For CSI, the attach/detach flow is coordinated by controllers and tracked as objects:

  • PVC/PV describe what you want.
  • VolumeAttachment represents the attach intent and state for a specific node.
  • CSI side components (external-attacher, external-provisioner) and the kube-controller-manager drive the state machine.

Finalizers exist so Kubernetes doesn’t “forget” about an attachment before the driver confirms detach. That’s good — but when the controller path is unhealthy, finalizers become a wedge.

Common failure modes

  1. Multi-Attach
  • Many block volumes support a single attach.
  • If a node dies and the volume is still marked attached, the new node can’t attach.
  1. CSI controller path degraded
  • external-attacher not running / stuck / no leader
  • RBAC or cloud API errors
  • control-plane congestion
  1. Node is NotReady but not really gone
  • Kubernetes still thinks the node exists; detach can take a long time.
  • Force detach too early risks two nodes writing the same volume.

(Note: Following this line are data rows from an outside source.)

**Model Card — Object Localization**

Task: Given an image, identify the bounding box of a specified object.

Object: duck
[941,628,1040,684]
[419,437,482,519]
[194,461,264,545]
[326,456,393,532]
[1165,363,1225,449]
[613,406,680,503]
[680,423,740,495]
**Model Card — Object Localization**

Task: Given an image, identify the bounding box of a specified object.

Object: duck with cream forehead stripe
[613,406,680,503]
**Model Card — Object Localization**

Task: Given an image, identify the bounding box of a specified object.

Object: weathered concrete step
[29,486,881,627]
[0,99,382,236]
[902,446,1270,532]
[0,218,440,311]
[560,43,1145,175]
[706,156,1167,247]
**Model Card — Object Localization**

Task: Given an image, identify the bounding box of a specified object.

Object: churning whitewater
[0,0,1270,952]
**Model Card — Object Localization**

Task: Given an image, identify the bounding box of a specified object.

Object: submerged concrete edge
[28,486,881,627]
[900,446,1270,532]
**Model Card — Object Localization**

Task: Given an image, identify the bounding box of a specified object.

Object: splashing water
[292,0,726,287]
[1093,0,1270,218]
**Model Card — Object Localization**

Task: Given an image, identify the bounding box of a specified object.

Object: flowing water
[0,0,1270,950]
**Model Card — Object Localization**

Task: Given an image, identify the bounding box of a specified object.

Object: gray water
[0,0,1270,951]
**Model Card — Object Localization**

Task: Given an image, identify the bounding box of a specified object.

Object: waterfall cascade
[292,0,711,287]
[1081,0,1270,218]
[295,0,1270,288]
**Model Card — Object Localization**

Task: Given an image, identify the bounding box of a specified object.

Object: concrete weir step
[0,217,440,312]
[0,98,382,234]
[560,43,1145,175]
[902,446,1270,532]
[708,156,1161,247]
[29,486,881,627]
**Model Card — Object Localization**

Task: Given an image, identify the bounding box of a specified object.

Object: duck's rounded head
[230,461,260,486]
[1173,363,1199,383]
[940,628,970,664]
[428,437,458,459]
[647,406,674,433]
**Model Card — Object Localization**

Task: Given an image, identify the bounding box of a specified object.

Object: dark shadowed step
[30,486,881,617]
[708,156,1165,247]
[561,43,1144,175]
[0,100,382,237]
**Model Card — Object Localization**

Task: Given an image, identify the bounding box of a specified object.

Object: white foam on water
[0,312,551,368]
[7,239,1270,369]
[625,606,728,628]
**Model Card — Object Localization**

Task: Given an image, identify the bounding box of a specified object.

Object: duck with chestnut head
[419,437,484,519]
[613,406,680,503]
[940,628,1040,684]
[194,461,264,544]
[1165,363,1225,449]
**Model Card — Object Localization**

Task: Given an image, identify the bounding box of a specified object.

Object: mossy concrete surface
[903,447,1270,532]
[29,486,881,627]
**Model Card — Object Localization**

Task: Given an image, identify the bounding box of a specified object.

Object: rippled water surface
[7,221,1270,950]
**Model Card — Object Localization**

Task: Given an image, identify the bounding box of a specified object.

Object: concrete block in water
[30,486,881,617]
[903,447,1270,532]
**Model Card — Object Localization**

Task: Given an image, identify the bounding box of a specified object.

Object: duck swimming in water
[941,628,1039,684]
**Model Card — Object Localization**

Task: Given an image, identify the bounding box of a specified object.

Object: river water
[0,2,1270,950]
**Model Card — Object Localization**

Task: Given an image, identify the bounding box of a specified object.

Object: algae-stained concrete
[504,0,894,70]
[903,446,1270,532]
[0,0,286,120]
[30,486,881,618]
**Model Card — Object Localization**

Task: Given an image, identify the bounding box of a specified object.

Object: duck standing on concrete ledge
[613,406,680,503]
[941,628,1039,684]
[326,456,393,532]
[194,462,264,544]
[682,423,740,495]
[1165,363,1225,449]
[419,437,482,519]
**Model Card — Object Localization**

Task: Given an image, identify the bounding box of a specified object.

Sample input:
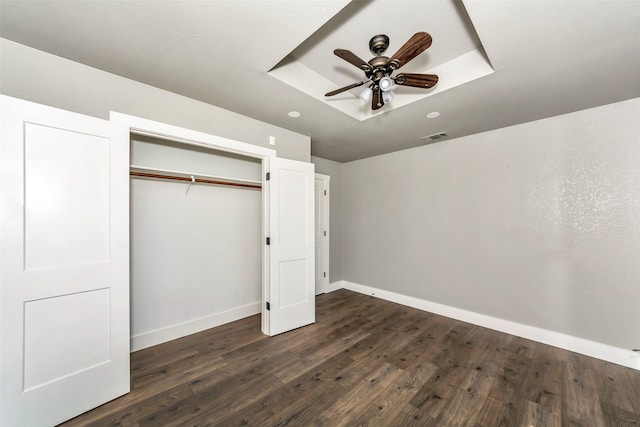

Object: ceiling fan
[324,32,438,110]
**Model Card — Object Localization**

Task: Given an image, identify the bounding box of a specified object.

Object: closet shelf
[129,165,262,188]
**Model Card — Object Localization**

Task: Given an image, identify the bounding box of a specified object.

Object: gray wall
[0,39,311,162]
[311,156,343,283]
[342,99,640,348]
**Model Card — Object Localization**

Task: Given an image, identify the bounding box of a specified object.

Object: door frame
[315,173,331,295]
[109,111,276,335]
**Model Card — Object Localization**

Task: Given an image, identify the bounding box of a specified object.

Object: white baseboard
[131,301,262,352]
[324,280,347,294]
[338,280,640,370]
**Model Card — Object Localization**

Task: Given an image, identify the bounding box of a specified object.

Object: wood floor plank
[57,290,640,427]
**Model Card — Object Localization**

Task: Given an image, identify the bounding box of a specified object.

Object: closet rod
[129,171,262,188]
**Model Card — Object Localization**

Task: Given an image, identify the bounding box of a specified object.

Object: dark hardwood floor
[63,290,640,427]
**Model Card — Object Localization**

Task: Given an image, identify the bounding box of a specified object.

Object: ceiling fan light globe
[358,87,373,102]
[378,77,393,92]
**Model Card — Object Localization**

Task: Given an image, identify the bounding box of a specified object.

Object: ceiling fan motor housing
[369,34,389,56]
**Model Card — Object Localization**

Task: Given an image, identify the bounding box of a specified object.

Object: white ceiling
[0,0,640,161]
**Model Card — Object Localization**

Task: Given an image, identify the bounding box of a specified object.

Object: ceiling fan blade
[371,86,384,110]
[324,82,366,96]
[333,49,373,72]
[388,32,432,70]
[394,73,438,89]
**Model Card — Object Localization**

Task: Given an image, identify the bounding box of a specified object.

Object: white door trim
[110,111,276,335]
[315,173,331,295]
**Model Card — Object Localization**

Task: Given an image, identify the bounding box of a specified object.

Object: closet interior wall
[130,135,262,351]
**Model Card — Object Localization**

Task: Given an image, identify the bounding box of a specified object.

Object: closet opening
[130,133,264,351]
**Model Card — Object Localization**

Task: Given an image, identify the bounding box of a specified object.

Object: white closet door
[0,96,129,426]
[266,158,316,335]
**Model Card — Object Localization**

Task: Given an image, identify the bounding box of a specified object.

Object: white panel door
[0,96,129,426]
[315,173,331,295]
[266,157,315,335]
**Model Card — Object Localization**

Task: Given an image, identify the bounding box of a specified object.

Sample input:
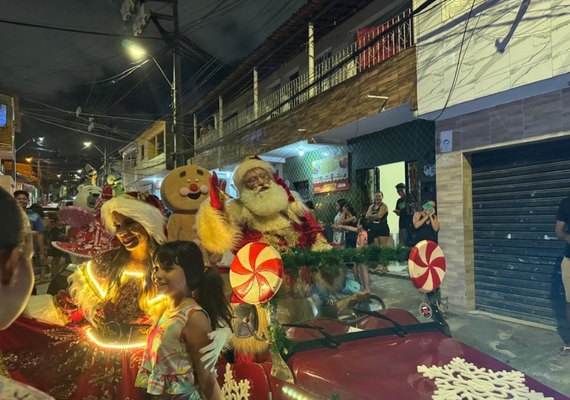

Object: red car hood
[287,324,567,400]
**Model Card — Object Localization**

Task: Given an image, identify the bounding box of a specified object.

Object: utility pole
[171,0,186,169]
[121,0,186,170]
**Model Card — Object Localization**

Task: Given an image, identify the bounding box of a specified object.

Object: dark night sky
[0,0,305,169]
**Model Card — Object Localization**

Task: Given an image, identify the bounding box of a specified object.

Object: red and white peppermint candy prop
[230,243,283,304]
[408,240,445,293]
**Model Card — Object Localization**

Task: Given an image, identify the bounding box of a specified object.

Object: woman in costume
[0,192,204,400]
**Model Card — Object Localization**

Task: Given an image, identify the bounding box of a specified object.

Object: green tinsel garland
[281,246,411,276]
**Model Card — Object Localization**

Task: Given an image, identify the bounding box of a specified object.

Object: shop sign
[311,154,349,194]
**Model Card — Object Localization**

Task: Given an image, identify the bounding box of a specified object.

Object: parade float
[218,241,566,400]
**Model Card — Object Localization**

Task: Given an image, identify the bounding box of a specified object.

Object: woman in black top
[414,200,439,243]
[333,203,358,248]
[366,192,390,247]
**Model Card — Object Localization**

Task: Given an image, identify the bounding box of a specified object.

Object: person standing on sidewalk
[14,190,47,276]
[556,197,570,356]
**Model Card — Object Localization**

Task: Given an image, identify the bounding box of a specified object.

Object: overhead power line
[0,19,162,40]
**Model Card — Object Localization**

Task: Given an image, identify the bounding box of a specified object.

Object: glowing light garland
[85,328,146,350]
[81,261,166,350]
[85,261,107,299]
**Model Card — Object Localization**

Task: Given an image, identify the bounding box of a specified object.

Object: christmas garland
[267,246,411,355]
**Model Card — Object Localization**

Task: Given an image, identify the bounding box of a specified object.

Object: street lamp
[79,142,107,175]
[122,39,184,170]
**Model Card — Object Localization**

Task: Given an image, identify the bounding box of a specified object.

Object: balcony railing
[196,9,408,151]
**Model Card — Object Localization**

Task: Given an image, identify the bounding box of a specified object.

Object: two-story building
[414,0,570,324]
[120,121,168,196]
[189,0,435,242]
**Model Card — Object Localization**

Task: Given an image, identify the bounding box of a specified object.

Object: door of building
[468,139,570,324]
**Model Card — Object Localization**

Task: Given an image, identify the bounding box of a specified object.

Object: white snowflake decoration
[222,363,250,400]
[418,357,554,400]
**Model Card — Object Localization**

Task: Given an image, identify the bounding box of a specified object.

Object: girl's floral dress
[135,303,205,400]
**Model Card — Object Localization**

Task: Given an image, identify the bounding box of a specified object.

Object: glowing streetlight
[122,39,148,61]
[121,38,184,169]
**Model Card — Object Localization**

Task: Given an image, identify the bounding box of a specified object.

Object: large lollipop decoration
[230,243,283,304]
[408,240,445,293]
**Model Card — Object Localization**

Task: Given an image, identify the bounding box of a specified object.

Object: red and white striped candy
[230,243,283,304]
[408,240,445,293]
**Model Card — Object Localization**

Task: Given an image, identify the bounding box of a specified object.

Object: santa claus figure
[196,157,330,254]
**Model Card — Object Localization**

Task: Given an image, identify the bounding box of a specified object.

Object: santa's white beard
[240,181,289,217]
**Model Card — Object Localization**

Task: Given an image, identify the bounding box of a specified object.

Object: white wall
[414,0,570,115]
[259,0,408,96]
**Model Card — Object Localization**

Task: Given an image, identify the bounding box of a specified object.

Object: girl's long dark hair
[153,240,232,329]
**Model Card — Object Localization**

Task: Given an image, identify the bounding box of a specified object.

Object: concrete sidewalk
[370,266,570,398]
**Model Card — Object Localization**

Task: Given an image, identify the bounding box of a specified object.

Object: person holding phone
[413,200,439,243]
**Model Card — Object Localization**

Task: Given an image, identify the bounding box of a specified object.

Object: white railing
[196,9,414,149]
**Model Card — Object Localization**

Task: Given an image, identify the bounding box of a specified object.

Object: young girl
[339,218,370,292]
[136,241,231,400]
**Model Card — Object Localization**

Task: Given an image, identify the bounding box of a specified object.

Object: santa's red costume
[196,157,330,254]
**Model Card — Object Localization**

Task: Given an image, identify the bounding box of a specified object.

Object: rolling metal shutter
[472,139,570,324]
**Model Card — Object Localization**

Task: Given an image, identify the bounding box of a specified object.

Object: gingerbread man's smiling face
[160,165,210,212]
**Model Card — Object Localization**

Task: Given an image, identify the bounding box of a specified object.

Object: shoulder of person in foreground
[0,375,54,400]
[182,311,223,400]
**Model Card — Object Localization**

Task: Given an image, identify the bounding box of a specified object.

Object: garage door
[472,139,570,324]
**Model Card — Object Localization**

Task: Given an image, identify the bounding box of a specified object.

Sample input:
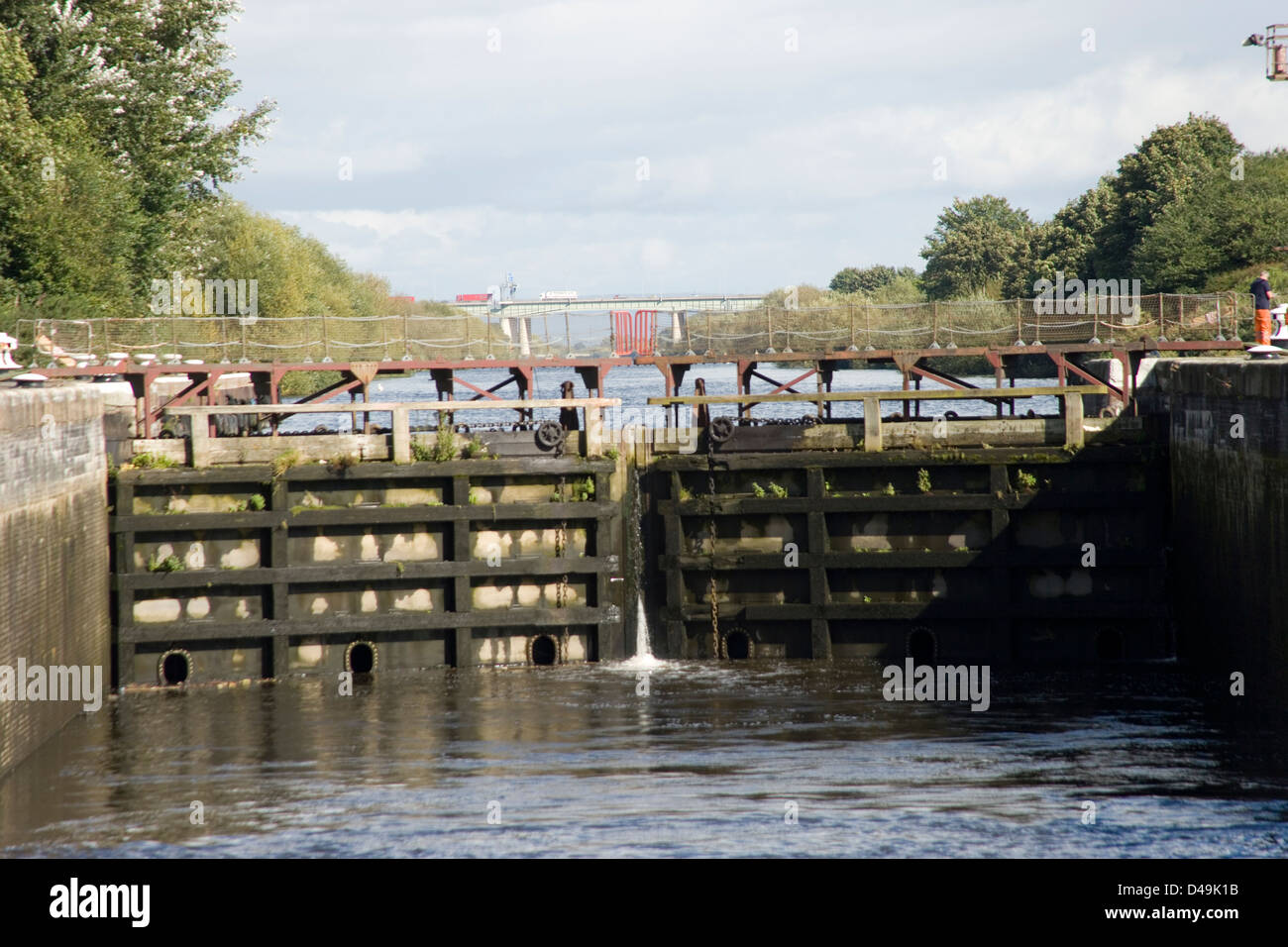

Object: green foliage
[921,194,1033,299]
[1136,150,1288,292]
[921,115,1241,299]
[828,264,917,296]
[130,451,183,471]
[1091,113,1243,277]
[0,0,271,317]
[149,554,183,573]
[271,447,303,479]
[326,451,360,476]
[430,423,456,464]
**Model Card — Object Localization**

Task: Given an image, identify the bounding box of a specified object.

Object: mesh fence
[18,292,1253,365]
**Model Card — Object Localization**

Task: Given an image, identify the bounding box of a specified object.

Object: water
[273,365,1059,433]
[0,661,1288,857]
[0,366,1272,857]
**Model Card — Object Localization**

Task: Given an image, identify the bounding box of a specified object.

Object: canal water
[0,366,1288,857]
[280,365,1059,433]
[0,661,1288,857]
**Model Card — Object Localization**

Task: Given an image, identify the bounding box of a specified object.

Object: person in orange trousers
[1252,269,1275,346]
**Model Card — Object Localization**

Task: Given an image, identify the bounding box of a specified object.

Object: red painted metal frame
[39,342,1244,433]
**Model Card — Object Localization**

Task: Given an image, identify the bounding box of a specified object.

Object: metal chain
[707,438,720,659]
[555,476,568,664]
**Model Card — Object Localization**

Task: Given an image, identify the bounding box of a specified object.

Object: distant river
[273,364,1059,433]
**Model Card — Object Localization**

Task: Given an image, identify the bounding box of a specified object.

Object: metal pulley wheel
[537,421,564,451]
[707,417,733,445]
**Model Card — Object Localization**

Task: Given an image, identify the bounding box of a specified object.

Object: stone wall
[0,385,111,773]
[1154,359,1288,706]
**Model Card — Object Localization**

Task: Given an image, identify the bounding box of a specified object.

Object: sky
[228,0,1288,299]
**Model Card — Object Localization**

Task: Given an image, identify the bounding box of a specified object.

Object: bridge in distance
[451,292,765,317]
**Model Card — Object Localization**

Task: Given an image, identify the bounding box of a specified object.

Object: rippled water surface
[0,661,1288,857]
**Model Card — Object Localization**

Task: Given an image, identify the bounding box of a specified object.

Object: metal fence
[18,292,1252,368]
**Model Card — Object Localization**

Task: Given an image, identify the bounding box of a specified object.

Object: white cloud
[231,0,1288,296]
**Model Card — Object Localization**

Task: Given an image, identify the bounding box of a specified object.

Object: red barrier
[612,309,657,356]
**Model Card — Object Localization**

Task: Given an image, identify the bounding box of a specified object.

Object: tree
[0,26,141,322]
[0,0,273,286]
[921,194,1033,299]
[1091,113,1243,278]
[1136,150,1288,292]
[828,264,917,296]
[1026,176,1115,287]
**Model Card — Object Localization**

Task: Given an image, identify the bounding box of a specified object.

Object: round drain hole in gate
[532,635,559,665]
[158,651,192,686]
[909,627,935,665]
[725,631,751,661]
[344,642,376,674]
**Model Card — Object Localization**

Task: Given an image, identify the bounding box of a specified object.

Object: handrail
[163,398,622,415]
[172,398,622,468]
[648,385,1109,406]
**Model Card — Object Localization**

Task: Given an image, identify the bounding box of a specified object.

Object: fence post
[1064,385,1082,447]
[863,398,881,454]
[189,415,210,469]
[393,407,411,464]
[587,404,604,458]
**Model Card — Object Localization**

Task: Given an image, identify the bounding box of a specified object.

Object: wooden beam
[648,384,1108,404]
[171,395,618,415]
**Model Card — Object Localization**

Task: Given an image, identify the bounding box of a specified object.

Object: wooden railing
[164,398,622,468]
[648,385,1109,451]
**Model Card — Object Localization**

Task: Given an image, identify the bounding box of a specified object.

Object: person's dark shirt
[1252,279,1270,309]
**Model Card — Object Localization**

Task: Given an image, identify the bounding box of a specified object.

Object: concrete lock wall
[111,459,625,685]
[1169,359,1288,704]
[0,385,111,773]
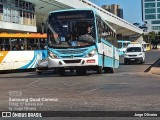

Runbook: from Pod symptom to safe recovery

What to check first

1) Pod events (they usually tell you which volume)

kubectl -n <ns> describe pod <pod> | sed -n '/Events:/,$p'

Look for lines like:

  • AttachVolume.Attach failed
  • Multi-Attach error
  • timed out waiting for the condition

2) Identify PVC and PV

kubectl -n <ns> get pod <pod> -o jsonpath='{.spec.volumes[*].persistentVolumeClaim.claimName}{"\n"}'
kubectl -n <ns> get pvc <pvc> -o wide
kubectl get pv <pv> -o wide

3) Inspect VolumeAttachment objects (cluster-scoped)

kubectl get volumeattachment
kubectl describe volumeattachment <name>

If you have many, filter by PV name in the spec (or grep output):

kubectl get volumeattachment -o yaml | grep -n "<pv>" -n | head

What I look for in describe:

  • target node name
  • attached: true/false
  • errors from the CSI driver
  • finalizers that aren’t being removed

4) Check the CSI controller components

The exact names vary by driver, but you’re looking for:

  • external-attacher
  • external-provisioner
  • driver controller pods
kubectl -n kube-system get pods | grep -E 'csi|attacher|provisioner' | head -n 50

How to confirm the hypothesis

You have a “VolumeAttachment stuck” incident if:

  • Pod is blocked on volume attach
  • VolumeAttachment references an old node or sits in error
  • CSI controller components are unhealthy or the underlying volume is still attached elsewhere

A strong confirmation is when restoring the controller health (or fixing cloud API errors) causes VolumeAttachments to progress without force.

Safe mitigations

1) Make the CSI controller path healthy again

If external-attacher is down or wedged, fix that first:

  • restore replicas
  • fix RBAC
  • fix cloud API rate limits
  • restart only the controller components (not the whole cluster)

This is usually safe because it allows the designed state machine to complete.

2) Ensure the old node is truly dead before any “force”

If you suspect multi-attach:

  • confirm the old node is NotReady and not coming back
  • ensure the filesystem isn’t mounted anywhere else
  • only then consider provider-side detach actions

3) Drain in the correct order

If you’re draining a node:

  • cordon first
  • delete pods that hold the volume if needed
  • wait for detach to complete before proceeding

Risky mitigations (high data-loss potential)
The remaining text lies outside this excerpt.